In the woods he was at home; he knew where to go to find people there—but here! In his weakened condition tears started to his eyes. But he soon dashed them away, and, rising, set about dressing his wound.

He removed his jacket and shirt, and bathed the wound with ocean water, as he knew that salt was good to allay possible inflammation. The bullet had grazed his side just under the shoulder, making a painful though not a dangerous injury.

"Lucky it didn't lodge," he thought, as he tore up his handkerchief and bound up the place by passing the bandage over his opposite shoulder.

A good deal of blood had flowed both down his arm and side. This accounted for his present weakness.

After resuming his clothes, he sat down to consider the situation.

There was a light breeze from the northeast, with a straggling fleece of clouds, expanding like a fan towards the zenith. Ralph knew that the appearance indicated more wind, but he determined not to borrow trouble from the future.

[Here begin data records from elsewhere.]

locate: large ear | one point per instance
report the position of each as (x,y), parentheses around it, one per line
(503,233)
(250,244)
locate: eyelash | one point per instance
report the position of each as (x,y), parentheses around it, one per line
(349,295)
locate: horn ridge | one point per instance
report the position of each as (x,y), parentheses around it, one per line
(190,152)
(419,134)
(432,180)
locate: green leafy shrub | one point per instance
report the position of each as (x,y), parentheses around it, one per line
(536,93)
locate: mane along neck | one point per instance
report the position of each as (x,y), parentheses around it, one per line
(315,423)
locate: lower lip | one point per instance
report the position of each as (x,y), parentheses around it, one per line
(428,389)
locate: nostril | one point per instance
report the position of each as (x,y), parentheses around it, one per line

A slow, majestic heaving of the ocean, on which the yawl gently rose and fell was counter crossed by the shorter ripples stirred up by the light wind then blowing. The dead swell evinced the neighborhood of some previous gale.

"I might as well search the lockers," he said to himself. "There might be something eatable in them."

There was nothing to eat aboard; but in the locker at the stern he discovered a small keg filled with water, overlooked probably when the boat was unloaded, for it was the same craft in which the trip up the African river had been made.